Where can I find xG data for matches?

FBref provides free xG for major leagues. Understat offers detailed xG breakdowns by player and team. StatsBomb provides xG where available. Most professional analysis uses Opta or StatsBomb data as the foundation.

Why do different xG models give different values?

Different models weight variables differently. One model might put more emphasis on defensive pressure, another on shot type. Differences usually range 5-15%, with larger differences indicating substantive methodological differences.

Is xG perfect at predicting goals?

No. xG is a probability estimate. Randomness remains. A team with 3.2 xG might score 2, 3, or 4 goals. Over many matches, xG and goals converge, but individual match variance exists.

How long until actual goals match xG?

Typically 10-15 matches. If a team is consistently over or underperforming xG significantly (2+ goals difference), something structural is happening. Teams should converge over time.

Does xG account for goalkeeper quality?

Basic models don't. Advanced models attempt to with "post-shot xG" (xG values adjusted by where shots go after leaving the shooter's foot). This partially accounts for goalkeeper quality because elite keepers prevent more post-shot goals.

Is xGA (expected goals against) reliable?

Yes. Defensive quality and goalkeeper quality both affect actual goals conceded from xGA. A team with 1.5 xGA per match probably concedes 1.5 goals if luck is normal, whether their goalkeeper is elite or average.

Can I predict xG itself?

Yes. Teams with consistent underlying performance tend to repeat xG output. A team that creates 2.0 xG per match for several seasons typically creates similar xG next season, unless something structural changes (manager change, key player departure).
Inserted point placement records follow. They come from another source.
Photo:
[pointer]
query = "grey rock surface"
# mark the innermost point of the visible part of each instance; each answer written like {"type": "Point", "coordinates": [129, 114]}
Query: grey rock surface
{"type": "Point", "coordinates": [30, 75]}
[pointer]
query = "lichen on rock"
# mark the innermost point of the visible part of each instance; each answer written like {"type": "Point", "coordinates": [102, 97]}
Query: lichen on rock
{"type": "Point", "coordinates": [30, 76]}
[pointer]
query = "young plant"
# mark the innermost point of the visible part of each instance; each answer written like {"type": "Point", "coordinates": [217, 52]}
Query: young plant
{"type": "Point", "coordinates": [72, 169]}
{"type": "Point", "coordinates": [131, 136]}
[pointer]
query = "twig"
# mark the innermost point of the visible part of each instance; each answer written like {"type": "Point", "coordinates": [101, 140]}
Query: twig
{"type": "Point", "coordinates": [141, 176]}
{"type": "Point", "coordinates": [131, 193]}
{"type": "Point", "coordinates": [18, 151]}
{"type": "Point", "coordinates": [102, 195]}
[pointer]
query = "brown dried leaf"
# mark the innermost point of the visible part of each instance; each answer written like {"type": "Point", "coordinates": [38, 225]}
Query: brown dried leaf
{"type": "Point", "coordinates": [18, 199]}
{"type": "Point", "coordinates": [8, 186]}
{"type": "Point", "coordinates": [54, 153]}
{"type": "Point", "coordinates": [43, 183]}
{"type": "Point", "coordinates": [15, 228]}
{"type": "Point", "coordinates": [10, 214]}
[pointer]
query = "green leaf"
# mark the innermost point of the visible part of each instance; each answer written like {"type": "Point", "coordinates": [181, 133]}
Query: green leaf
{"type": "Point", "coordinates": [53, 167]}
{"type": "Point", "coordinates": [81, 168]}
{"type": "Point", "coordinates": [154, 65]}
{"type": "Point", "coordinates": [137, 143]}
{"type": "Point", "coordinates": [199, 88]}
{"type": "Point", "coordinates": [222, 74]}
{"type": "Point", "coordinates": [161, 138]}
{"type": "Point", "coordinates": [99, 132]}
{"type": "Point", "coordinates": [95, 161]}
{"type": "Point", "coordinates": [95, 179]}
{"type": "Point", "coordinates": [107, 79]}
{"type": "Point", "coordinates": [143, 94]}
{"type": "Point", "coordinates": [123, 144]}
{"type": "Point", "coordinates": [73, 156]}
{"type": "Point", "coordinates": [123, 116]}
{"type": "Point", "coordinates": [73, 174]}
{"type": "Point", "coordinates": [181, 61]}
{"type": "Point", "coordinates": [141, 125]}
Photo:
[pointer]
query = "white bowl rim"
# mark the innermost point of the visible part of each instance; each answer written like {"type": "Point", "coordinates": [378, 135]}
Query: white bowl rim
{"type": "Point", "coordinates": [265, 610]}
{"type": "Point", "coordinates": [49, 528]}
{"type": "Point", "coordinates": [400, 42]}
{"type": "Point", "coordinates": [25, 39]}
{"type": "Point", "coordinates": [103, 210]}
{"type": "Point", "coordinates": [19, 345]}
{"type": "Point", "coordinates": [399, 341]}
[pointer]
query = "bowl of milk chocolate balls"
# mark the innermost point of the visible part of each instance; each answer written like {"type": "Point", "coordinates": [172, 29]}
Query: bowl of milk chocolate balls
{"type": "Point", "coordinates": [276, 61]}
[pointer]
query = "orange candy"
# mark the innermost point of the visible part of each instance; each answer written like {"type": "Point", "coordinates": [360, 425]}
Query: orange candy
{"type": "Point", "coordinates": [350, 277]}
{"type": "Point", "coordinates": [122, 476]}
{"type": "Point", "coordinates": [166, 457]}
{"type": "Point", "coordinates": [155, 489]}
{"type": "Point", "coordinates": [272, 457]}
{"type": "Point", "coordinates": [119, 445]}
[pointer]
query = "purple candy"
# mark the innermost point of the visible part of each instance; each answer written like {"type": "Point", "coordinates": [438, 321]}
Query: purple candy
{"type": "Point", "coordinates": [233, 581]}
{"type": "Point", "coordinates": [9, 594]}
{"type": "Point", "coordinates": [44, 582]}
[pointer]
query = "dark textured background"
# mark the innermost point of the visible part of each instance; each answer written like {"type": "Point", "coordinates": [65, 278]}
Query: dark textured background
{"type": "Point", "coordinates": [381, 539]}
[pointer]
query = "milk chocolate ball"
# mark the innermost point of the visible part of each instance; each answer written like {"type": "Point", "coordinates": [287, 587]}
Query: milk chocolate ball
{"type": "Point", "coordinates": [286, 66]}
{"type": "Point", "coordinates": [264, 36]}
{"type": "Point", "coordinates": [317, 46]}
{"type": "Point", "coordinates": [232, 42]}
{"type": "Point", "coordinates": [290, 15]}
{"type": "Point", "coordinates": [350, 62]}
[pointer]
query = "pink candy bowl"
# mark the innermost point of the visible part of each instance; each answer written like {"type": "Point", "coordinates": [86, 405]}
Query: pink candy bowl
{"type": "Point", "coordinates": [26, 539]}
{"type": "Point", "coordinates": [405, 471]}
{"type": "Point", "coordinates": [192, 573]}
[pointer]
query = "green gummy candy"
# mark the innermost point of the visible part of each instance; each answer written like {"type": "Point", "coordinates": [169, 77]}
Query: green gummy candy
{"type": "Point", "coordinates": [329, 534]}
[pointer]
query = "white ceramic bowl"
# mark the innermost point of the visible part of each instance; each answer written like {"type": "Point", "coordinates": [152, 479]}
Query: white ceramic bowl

Expected Goals Models: How AI Calculates xG from Tracking Data

Expected goals (xG) is one of the most important metrics in modern football analysis. Rather than just counting goals scored, xG measures the quality of scoring chances created. Understanding how xG models work reveals why they're valuable for prediction.

The Basic Concept

xG answers the question: "Given the quality of chances a team created, how many goals should they have scored?"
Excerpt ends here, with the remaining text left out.